The participating organizations have pledged to hold no conventions, conferences, special events, or major meetings involving significant travel to Arizona while S.B. 1070 is in effect.  The Leadership Conference has also pledged to urge its more than 200 member organizations to do the same.

Groups participating in the boycott include the Asian American Justice Center, the Center for Community Change, the League of United Latin American Citizens, the National Puerto Rican Coalition, Service Employees International Union, and the United Food and Commercial Workers, and many others. 

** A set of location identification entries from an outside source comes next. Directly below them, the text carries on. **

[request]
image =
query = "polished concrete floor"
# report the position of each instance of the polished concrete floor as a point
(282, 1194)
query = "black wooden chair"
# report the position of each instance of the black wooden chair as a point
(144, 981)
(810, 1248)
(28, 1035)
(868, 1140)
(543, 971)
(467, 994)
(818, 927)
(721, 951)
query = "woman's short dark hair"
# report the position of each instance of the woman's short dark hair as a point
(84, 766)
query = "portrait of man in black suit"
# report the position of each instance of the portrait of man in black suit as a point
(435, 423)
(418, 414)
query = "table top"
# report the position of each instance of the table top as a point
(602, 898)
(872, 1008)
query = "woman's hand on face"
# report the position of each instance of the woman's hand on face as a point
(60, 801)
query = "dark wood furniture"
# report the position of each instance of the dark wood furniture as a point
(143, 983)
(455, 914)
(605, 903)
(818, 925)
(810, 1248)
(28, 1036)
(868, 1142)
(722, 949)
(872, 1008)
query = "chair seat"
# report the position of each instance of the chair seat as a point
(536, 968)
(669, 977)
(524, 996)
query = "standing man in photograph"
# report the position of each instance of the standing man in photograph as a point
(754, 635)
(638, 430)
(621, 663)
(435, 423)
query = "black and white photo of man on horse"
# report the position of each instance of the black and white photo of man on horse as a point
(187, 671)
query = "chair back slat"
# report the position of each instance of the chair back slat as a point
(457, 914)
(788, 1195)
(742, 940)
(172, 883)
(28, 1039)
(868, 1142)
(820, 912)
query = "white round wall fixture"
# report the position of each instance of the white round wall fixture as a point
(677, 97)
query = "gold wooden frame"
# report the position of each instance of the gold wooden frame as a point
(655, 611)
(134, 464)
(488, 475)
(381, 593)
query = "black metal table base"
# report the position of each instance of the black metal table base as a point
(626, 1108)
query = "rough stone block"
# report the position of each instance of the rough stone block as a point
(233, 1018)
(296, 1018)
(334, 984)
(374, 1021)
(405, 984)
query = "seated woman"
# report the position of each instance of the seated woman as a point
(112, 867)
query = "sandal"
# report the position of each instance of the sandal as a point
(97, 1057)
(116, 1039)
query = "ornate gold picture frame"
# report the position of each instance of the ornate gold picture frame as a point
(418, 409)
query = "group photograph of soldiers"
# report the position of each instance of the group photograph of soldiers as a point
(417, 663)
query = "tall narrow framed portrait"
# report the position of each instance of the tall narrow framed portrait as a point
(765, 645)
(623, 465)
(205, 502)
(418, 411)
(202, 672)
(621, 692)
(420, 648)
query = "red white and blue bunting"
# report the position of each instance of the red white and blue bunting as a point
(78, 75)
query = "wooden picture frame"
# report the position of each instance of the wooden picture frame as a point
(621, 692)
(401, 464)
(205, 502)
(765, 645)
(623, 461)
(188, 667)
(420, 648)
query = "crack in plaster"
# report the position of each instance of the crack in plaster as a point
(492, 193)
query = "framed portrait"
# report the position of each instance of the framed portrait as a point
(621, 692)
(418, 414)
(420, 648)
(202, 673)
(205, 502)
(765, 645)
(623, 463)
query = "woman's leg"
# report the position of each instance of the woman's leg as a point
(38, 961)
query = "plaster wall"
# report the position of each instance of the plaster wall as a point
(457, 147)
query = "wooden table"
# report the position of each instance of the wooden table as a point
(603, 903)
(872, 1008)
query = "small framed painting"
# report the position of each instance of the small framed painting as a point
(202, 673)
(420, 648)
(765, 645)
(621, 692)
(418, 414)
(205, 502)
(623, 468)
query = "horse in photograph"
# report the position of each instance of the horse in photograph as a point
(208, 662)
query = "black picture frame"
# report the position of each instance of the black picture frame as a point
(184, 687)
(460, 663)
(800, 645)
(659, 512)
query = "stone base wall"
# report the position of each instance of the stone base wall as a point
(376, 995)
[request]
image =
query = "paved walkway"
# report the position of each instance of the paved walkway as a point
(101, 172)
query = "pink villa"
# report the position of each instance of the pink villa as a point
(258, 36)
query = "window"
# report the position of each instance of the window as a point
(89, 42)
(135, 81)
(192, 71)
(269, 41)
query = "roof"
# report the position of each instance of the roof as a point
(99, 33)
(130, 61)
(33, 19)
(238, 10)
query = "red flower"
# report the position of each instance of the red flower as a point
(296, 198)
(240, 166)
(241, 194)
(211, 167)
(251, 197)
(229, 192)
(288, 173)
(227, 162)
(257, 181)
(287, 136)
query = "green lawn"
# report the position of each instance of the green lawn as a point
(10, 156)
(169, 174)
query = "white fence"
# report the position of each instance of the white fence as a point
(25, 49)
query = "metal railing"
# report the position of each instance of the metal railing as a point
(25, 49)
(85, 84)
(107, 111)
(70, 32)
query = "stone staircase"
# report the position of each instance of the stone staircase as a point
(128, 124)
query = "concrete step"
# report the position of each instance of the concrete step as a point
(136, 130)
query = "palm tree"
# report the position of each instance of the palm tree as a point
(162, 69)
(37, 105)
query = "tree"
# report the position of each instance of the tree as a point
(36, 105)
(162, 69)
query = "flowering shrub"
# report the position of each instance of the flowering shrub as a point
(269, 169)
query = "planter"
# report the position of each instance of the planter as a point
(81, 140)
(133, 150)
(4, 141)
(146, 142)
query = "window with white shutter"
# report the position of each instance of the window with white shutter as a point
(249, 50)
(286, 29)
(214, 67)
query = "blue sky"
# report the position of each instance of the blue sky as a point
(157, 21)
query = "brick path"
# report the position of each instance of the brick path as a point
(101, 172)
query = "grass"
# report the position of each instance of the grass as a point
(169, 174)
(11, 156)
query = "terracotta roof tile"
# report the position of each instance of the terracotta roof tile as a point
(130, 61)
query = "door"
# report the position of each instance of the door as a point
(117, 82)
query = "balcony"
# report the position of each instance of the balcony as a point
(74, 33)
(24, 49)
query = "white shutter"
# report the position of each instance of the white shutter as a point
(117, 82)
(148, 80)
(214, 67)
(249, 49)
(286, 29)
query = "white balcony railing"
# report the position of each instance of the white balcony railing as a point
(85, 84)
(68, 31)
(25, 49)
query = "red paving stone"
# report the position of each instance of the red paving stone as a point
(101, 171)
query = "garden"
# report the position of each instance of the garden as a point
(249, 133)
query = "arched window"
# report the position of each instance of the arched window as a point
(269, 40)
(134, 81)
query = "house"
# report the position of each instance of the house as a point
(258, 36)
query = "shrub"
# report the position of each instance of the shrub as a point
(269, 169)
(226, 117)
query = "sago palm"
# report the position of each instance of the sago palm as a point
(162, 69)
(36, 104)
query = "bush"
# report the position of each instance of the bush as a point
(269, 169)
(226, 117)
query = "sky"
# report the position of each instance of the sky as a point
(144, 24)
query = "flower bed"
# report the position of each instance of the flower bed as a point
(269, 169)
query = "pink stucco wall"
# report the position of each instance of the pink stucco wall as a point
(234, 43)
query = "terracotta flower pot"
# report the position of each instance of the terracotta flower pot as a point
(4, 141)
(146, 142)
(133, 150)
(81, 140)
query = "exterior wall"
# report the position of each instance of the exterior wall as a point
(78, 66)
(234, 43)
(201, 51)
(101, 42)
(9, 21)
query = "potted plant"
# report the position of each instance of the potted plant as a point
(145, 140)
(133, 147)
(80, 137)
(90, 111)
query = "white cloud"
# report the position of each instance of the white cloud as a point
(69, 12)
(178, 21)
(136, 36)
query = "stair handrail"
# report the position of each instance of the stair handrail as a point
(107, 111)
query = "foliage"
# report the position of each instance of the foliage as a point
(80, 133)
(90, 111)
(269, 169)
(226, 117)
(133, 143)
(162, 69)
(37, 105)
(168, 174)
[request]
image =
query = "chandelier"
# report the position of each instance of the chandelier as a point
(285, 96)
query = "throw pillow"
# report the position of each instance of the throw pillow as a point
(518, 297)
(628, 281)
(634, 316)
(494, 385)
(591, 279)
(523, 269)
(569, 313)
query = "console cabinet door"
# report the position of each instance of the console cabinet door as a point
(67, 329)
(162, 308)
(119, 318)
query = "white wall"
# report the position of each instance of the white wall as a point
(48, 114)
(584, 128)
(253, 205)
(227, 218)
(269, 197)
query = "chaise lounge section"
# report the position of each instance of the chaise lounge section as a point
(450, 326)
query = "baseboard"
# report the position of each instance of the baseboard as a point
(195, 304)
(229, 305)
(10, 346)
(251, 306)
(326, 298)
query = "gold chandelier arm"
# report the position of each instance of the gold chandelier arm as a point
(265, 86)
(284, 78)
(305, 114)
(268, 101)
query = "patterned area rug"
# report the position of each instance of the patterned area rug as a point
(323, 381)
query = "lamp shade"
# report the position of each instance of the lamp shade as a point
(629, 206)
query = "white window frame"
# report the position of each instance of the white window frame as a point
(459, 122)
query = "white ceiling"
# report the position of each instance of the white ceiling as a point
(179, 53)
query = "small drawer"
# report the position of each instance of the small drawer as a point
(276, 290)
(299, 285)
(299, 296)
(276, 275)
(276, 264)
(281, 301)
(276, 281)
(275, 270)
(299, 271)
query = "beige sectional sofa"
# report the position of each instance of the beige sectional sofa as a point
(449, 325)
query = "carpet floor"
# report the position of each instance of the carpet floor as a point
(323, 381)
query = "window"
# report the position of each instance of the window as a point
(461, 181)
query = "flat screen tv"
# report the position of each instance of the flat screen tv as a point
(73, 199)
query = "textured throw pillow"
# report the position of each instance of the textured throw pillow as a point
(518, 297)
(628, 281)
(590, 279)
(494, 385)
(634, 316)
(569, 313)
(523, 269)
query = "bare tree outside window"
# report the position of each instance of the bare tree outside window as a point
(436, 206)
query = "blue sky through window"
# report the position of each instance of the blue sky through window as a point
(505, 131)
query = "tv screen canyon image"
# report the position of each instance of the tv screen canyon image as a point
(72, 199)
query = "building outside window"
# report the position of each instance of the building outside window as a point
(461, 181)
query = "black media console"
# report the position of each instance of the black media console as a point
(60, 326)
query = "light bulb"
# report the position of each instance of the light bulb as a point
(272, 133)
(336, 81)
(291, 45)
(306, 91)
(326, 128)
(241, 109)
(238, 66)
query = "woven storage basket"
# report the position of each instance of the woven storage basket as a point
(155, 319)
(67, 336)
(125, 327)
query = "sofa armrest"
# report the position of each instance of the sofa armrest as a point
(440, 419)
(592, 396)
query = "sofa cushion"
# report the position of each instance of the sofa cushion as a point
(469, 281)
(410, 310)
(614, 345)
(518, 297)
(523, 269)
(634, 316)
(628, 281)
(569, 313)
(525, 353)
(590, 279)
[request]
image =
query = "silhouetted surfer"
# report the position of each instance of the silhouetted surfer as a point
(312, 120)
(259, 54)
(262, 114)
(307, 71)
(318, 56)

The groups said that the decision to organize a boycott was not “taken lightly.” However, Janet Murguía, president and CEO of NCLR, said that the “extraordinary law,” which will have such an adverse effect on Arizona’s people of color, “requires an extraordinary response.”


Wade Henderson, president and CEO of The Leadership Conference, said the way that the U.S. handles immigration reform “is a moral issue… an issue about fundamental American values.”


“Americans agree that our immigration system is broken and in need of urgent repair.  We share the frustration of many that federal legislation is essential,” said Henderson.  “But the answer is not the Arizona law.  The solution to our problem is for Congress to enact comprehensive immigration reform.  Republicans and Democrats alike have mutual responsibility to resolve this issue before the elections [this year].”


Signed by Governor Jan Brewer on April 23, S.B. 1070 will make racial profiling the norm in Arizona by requiring law enforcement officers to stop, question, detain, and arrest anyone that they have a “reasonable suspicion” to believe is undocumented. The law has been widely denounced as extreme, unconstitutional, and fundamentally unfair and discriminatory.